“Ah, my God!” I heard her murmur. Then again she called to me, as he thought to himself; so that all was as it had been, for the time.
A silence fell before she went on.
“Sir Richard,” she said at length, “we do not meet again. I await now your full apology for these things you have said. Such secrets as I have learned of England’s, you know will remain safe with me. Also your own secret will be safe. Retract, then, what you have said, of my personal life!”
“Oh, well, then,” he grumbled, “I admit I’ve had a bit of wine to-day. I don’t mean much of anything by it. But here now, I have come, and by your own invitation—your own agreement. Being here, I find this treaty regarding Oregon torn in two and you gone nun all a-sudden.”
“Yes, my lord, it is torn in two. The consideration moving to it was not valid. But now I wish you to amend that treaty once more, and for a consideration valid in every way. My lord, I promised that which was not mine to give—myself! Did you lay hand on me now, I should die. If you kissed me, I should kill you and myself! As you say, I took yonder price, the devil’s shilling. Did I go on, I would be enlisting for the damnation of my soul; but I will not go on. I recant!”

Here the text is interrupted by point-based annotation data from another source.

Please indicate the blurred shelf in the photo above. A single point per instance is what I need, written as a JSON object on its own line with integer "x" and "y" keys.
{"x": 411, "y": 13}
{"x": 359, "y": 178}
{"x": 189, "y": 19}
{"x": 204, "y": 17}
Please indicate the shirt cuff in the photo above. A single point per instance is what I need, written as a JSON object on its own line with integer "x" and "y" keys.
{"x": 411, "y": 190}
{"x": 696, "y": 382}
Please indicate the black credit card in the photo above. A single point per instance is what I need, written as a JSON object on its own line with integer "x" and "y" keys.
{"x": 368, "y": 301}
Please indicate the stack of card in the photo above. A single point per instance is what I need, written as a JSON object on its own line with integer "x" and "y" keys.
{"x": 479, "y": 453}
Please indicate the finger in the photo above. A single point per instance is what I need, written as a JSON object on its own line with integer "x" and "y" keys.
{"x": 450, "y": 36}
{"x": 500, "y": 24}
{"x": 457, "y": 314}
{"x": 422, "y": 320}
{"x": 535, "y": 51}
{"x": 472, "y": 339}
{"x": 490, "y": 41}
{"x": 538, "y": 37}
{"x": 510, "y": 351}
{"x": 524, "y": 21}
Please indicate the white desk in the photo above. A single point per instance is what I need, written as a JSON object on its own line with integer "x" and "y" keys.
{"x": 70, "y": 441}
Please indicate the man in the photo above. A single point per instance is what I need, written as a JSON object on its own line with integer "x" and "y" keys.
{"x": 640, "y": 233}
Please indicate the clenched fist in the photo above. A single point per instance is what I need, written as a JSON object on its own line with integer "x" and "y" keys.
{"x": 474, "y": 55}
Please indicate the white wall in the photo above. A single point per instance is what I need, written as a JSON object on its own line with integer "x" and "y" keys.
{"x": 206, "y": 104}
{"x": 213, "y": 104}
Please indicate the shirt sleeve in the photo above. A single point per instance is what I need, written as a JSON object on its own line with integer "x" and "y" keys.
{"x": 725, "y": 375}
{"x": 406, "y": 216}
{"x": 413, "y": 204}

“But, good God! woman, what are you asking now? Do you want me to let you have this paper anyhow, to show old John Calhoun? I’m no such ass as that. I apologize for what I’ve said about you. I’ll be your friend, because I can’t let you go. But as to this paper here, I’ll put it in my pocket.”
“My lord, you will do nothing of the kind. Before you leave this room there shall be two miracles done. You shall admit that one has gone on in me; I shall see that you yourself have done another.”
“What guessing game do you propose, Madam?” he sneered. He seemed to toss the torn paper on the table, none the less. “The condition is forfeited,” he began.
“No, it is not forfeited except by your own word, my lord,” rejoined the same even, icy voice. “You shall see now the first miracle!”
“Under duress?” he sneered again.
“Yes, then! Under duress of what has not often come to surface in you, Sir Richard. I ask you to do truth, and not treason, my lord! She who was Helena von Ritz is dead—has passed away. There can be no question of forfeit between you and her. Look, my lord!”
I heard a half sob from him. I heard a faint rustling of silks and laces. Still her even, icy voice went on.
“Rise, now, Sir Richard,” she said. “Unfasten my girdle, if you like! Undo my clasps, if you can. You say you know my past. Tell me, do you see me now? Ungird me, Sir Richard! Look at me! Covet me! Take me!”
Apparently he half rose, shuffled towards her, and stopped with a stifled sound, half a sob, half a growl.
I dared not picture to myself what he must have seen as she stood fronting him, her hands, as I imagined, at her bosom, tearing back her robes.